Further away from “traditional” higher ed, there’s lots of intriguing activity. For instance, “competency-based” education (CBE) bases completion on skills and learning rather than course credit hours. Instead of moving on a semester-by-semester clock, students can progress through online courses when they demonstrate mastery of the requisite material, permitting accelerated credentials, big cost savings, and radical customization. A pioneer in this space, Western Governors University, has had much success with this model—and graduated more than 250,000 students to date. It charges students a flat rate per semester (generally about $3,000 to $4,000)—which covers courses, learning materials, assessments, and the rest—and then allows students to complete as many courses as they want in a term for that fee. 

Learning accelerators offer an array of short-term, immersive training programs that are intended to prepare students for jobs that require tech skills (like web development or data science). Organizations like Dev Bootcamp, Flatiron School, General Assembly, App Academy, Galvanize, and others offer such accelerated career-training programs where students attend a 10- to 15-week course for around $10,000 to $15,000. Many of these programs are selective, and most are intense, with students working closely with classmates and instructors for up to 60 hours a week.

Meanwhile, for all the Elizabeth Warren crowd’s laments about state inaction, state legislatures considered more than 1,400 bills on higher education funding in 2021. At least five states considered expanding or creating new promise scholarship programs. Seven states took up proposals to subsidize the cost of textbooks and other materials. And Alabama, California, Colorado, Maryland, and New Hampshire adopted universal FAFSA completion policies, joining Louisiana, Texas, and Illinois in requiring all students to fill out the FAFSA before they graduate high school. 

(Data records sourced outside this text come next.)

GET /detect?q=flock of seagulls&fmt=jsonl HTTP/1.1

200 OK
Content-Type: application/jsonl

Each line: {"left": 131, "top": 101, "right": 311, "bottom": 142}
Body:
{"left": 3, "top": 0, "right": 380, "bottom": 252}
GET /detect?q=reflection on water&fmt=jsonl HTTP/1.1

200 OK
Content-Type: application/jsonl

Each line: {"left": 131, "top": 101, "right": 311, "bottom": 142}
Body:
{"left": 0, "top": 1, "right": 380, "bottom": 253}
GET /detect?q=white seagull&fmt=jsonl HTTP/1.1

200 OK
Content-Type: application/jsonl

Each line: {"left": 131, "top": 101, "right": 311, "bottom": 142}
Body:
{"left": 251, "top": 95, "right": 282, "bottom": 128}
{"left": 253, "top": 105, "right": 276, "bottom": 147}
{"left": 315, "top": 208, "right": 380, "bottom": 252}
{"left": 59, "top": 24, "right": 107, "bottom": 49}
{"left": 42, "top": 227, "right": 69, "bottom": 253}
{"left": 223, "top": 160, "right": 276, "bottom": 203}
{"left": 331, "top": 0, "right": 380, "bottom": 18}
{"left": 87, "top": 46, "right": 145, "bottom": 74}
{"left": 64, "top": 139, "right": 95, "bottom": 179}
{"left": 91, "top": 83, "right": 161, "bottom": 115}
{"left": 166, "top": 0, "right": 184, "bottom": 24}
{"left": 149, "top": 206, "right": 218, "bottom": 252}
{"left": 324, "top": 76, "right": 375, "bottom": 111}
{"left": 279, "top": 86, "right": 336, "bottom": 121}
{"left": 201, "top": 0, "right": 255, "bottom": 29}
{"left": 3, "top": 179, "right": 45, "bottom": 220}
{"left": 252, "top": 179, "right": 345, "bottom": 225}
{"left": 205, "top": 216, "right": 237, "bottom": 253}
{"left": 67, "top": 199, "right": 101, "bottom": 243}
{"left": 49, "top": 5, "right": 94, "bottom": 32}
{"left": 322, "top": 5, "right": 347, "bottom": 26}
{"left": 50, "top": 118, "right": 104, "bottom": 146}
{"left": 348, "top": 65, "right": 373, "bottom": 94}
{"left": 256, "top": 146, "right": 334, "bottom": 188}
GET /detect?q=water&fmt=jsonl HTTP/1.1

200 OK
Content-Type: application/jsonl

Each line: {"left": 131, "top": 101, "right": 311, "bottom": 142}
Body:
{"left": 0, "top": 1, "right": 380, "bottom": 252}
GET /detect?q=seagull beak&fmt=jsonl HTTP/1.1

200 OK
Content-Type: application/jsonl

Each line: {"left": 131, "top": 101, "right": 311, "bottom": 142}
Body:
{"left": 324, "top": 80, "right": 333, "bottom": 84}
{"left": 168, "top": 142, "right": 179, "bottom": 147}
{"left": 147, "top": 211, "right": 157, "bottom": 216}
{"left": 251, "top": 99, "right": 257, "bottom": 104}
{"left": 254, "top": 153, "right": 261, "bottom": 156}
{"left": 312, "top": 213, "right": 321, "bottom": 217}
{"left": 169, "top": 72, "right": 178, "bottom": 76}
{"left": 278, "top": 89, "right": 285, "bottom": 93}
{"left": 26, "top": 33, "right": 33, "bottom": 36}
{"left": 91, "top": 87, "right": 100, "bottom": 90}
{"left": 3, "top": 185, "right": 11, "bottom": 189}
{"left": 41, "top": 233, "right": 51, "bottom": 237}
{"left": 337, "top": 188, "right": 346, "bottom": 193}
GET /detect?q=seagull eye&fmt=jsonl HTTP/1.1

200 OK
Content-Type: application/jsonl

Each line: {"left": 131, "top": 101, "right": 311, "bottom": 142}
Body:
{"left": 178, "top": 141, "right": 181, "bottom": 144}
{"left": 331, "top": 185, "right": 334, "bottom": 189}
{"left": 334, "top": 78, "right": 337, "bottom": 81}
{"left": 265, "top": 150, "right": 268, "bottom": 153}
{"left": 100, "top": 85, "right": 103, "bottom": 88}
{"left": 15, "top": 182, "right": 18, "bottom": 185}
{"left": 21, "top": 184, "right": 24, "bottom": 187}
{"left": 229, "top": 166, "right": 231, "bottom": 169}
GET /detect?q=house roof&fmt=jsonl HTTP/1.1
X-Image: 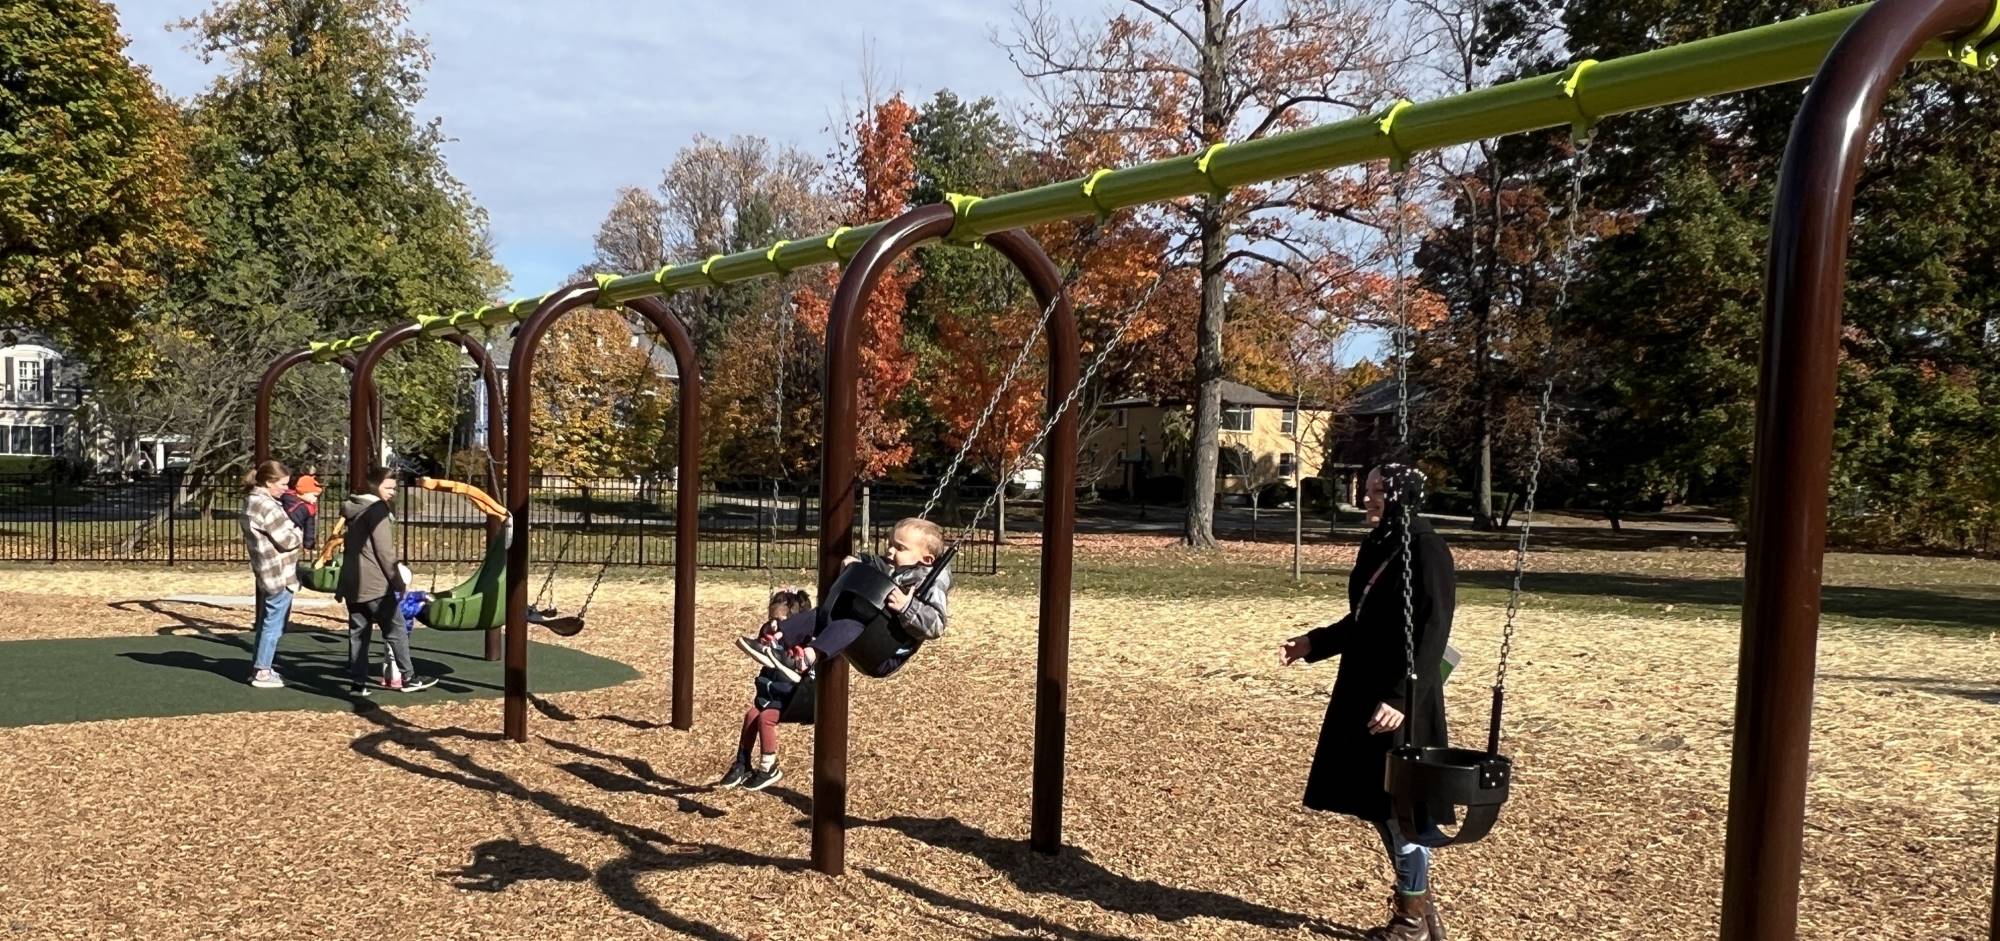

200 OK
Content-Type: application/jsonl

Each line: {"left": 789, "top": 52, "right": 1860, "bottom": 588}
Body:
{"left": 1340, "top": 378, "right": 1429, "bottom": 416}
{"left": 1105, "top": 379, "right": 1327, "bottom": 410}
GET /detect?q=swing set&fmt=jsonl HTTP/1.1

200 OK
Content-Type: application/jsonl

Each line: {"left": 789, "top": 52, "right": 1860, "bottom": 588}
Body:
{"left": 287, "top": 1, "right": 2000, "bottom": 934}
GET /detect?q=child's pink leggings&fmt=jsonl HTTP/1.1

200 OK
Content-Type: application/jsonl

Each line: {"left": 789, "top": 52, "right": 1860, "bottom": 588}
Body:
{"left": 738, "top": 706, "right": 779, "bottom": 757}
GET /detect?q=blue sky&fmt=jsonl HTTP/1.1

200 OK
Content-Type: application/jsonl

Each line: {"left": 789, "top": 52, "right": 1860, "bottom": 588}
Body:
{"left": 116, "top": 0, "right": 1384, "bottom": 365}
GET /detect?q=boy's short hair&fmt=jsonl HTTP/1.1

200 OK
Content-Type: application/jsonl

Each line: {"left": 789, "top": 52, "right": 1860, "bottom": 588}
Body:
{"left": 894, "top": 517, "right": 945, "bottom": 557}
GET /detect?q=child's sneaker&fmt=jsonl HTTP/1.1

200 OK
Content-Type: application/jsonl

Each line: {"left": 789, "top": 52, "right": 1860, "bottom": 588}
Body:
{"left": 350, "top": 681, "right": 374, "bottom": 698}
{"left": 717, "top": 760, "right": 751, "bottom": 790}
{"left": 763, "top": 646, "right": 805, "bottom": 683}
{"left": 743, "top": 764, "right": 783, "bottom": 791}
{"left": 249, "top": 669, "right": 284, "bottom": 689}
{"left": 735, "top": 636, "right": 780, "bottom": 670}
{"left": 399, "top": 675, "right": 439, "bottom": 693}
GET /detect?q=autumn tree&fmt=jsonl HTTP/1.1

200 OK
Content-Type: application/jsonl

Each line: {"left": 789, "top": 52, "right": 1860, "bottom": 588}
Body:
{"left": 1008, "top": 0, "right": 1398, "bottom": 548}
{"left": 793, "top": 94, "right": 923, "bottom": 479}
{"left": 529, "top": 309, "right": 675, "bottom": 477}
{"left": 0, "top": 0, "right": 202, "bottom": 364}
{"left": 579, "top": 136, "right": 832, "bottom": 480}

There are real challenges when it comes to college affordability. There are also extraordinary opportunities to tackle these in ways that advance opportunity, responsibility, and customization. Instead of calling for massive new federal outlays, reformers might instead focus on supporting and extending the wealth of promising solutions that are trying to break through the college cartel’s inertia and bloat. That means making it easier for students enrolled in competency-based education to tap federal aid and changing rigid rules which impede ISAs or learning accelerators.    

In a sector bedeviled by out-of-control costs and bureaucratic bloat, it’s odd to imagine that more federal spending is the answer. Why spend trillions trying to make college provision look more like Amtrak or the U.S. Postal Service when a host of ZipCars, Ubers, FedExes, and UPSs are already clamoring to get more fully in the game? Perhaps the better answer is to invite them in.

Frederick M. Hess is director of education policy studies at the American Enterprise Institute.